On the other hand, faith-based sustainable investors such as the members of the
Interfaith Center on Corporate Responsibility (ICCR) were quick to welcome the Pope's influential input on important issues that have received far too little attention from politicians. “ICCR members call upon the world’s most powerful corporations to address their impacts on the environment and communities, particularly the world’s most vulnerable communities, in an effort to build a more just and sustainable world,” the organization stated in response to the encyclical. “The social teachings of the diverse faith traditions of our members, including Catholic Social Teaching, have served as the foundation and inspiration for ICCR’s work to integrate environmental, social and governance measures into evaluations of corporate performance.”

In its publication
Invested in Change, ICCR describes the engagement efforts of faith-based investors in addressing climate change, and asserts that the mandate to factor climate change “extends beyond the responsible investment community to encompass all investors.”

“The environmental crisis facing our planet transcends politics, economics and science; it is, at bottom, a moral and ethical crisis,” Rev.
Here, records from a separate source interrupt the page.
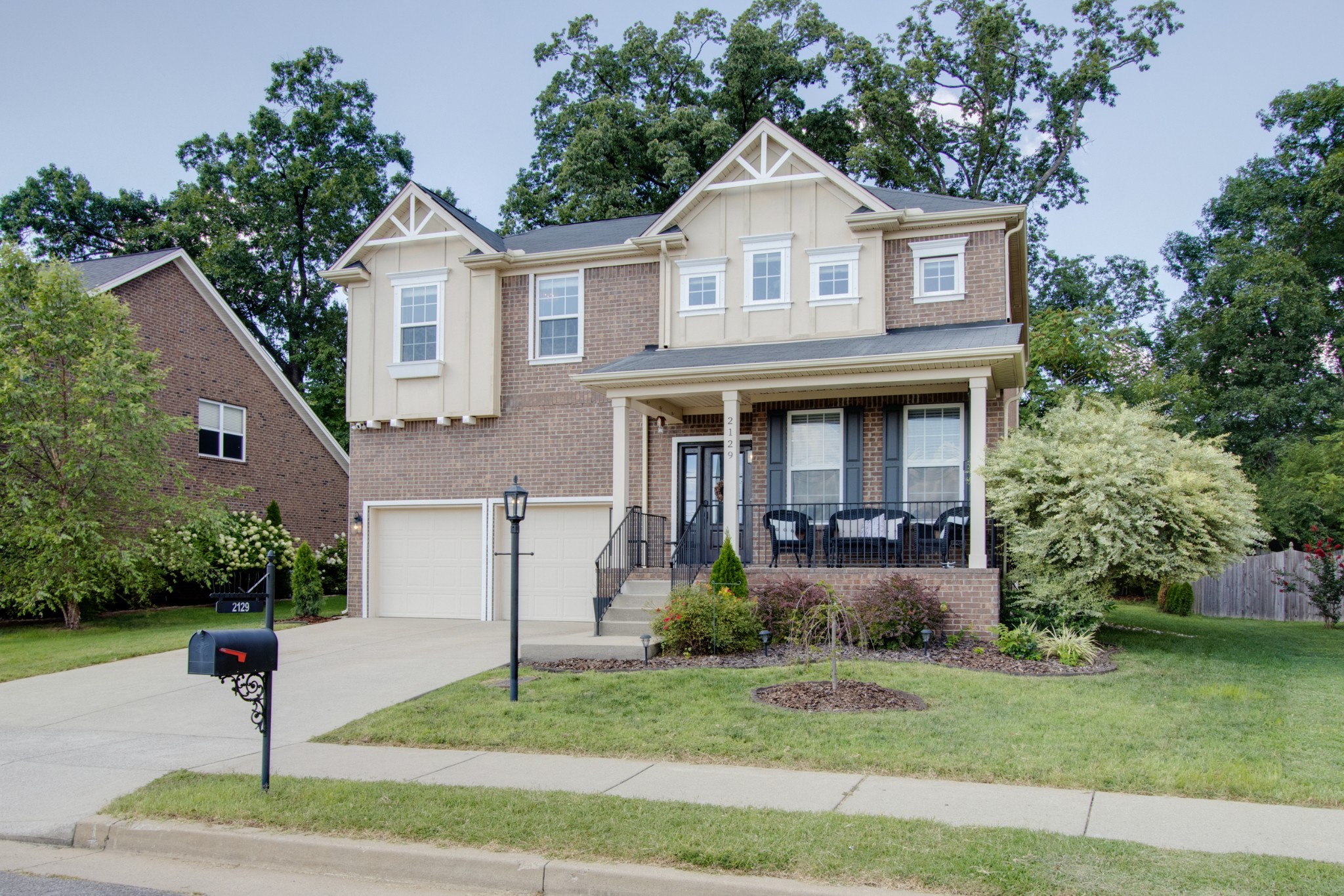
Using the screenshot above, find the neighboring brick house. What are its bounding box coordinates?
[74,249,349,547]
[323,121,1027,630]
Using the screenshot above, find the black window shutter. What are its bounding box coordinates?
[881,404,900,504]
[844,407,863,504]
[765,410,789,505]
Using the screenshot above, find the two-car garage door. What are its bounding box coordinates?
[368,502,610,622]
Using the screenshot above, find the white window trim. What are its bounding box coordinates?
[784,407,844,506]
[807,243,860,306]
[196,397,247,464]
[910,236,971,305]
[739,232,793,312]
[387,268,448,380]
[900,401,968,523]
[676,255,728,317]
[527,268,585,365]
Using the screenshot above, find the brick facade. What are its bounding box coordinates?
[113,263,348,545]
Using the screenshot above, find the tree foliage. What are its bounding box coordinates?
[0,245,222,627]
[984,395,1265,624]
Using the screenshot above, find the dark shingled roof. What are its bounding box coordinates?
[583,324,1021,373]
[73,249,177,289]
[504,215,659,253]
[860,184,1012,213]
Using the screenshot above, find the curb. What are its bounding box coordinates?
[74,815,917,896]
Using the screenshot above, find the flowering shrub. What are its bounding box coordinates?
[652,584,761,653]
[1277,525,1344,628]
[314,532,349,594]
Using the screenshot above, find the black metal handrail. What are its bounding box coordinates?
[593,506,667,634]
[671,502,712,588]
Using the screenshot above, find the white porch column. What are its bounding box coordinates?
[612,397,631,516]
[967,376,989,569]
[723,390,742,556]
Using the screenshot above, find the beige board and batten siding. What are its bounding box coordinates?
[664,142,886,348]
[345,226,500,422]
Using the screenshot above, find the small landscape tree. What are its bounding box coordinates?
[984,396,1265,627]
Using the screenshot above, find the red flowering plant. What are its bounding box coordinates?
[1274,525,1344,628]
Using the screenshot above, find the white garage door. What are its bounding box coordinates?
[495,504,610,622]
[369,505,481,619]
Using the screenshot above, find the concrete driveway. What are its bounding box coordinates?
[0,619,590,844]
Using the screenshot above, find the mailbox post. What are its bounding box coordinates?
[187,551,280,792]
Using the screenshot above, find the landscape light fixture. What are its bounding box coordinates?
[504,476,527,703]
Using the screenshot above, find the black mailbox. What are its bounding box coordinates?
[187,628,280,677]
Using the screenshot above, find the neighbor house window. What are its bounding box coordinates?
[676,258,728,317]
[808,245,859,305]
[910,236,967,302]
[904,404,965,521]
[196,399,247,460]
[742,234,793,310]
[785,411,844,513]
[534,274,583,359]
[388,269,448,379]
Seamus Finn of ICCR said. “In issuing Laudato Si, the Holy Father is reminding us of our duty to restore our right relationship with the earth, which is one of harmony and respect for God’s creation.”

The environmental activist organization is not a religious group, although its founder Bill McKibben has always been forthright about his own spiritual foundation. (In his 2005 book, The Comforting Whirlwind: God, Job, and the Scale of Creation, McKibben asks, “How can one believe deeply in God and yet be so cavalier about God's creation?”) In a blog posted on the website of the New York Review of Books, McKibben responded directly to the message of the Pope's encyclical.

“He’s brought the full weight of the spiritual order to bear on the global threat posed by climate change, and in so doing joined its power with the scientific order,” McKibben wrote. “Science by itself has proven empirically impotent to force action on this greatest of crises; now, at last, someone with authority is explaining precisely why it matters that we’re overheating the planet.”

“But the heart of the encyclical is less an account of environmental or social destruction than a remarkable attack on the way our world runs: on the 'rapidification' of modern life, on the way that economic growth and technology trump all other concerns, on a culture that can waste billions of people,” McKibben continued. “Our way of life literally doesn’t work.”

It's likely that elected representatives of climate denial and candidates invested in business as usual are hooping that the “'rapidification' of modern life” referred to by McKibben will quickly distract global citizens from the Pope's message. However, it appears that Pope Francis intends to persist in keeping the issue foremost, as he has convened a conference on the environment.

One of the leaders of the conference will be the author and activist Naomi Klein, whose book This Changes Everything: Capitalism vs. the Climate acknowledges that the only effective global response to climate change requires the dismantling of the neoliberal gospel of deregulation and privatization.

“A lot of people have patted the pope on the head, but said he’s wrong on the economics,” Klein said. I think he’s right on the economics.”

It's no wonder, then, that those who benefit in the short term from business as usual are sniping at the message of Laudato Si. It asserts beyond question that the aforementioned neoliberal gospel is an increasingly destructive force for the earth and its inhabitants. What might replace global capitalism, and whether humanity possesses the resolve to make the revolutionary changes that are needed, remian to be seen.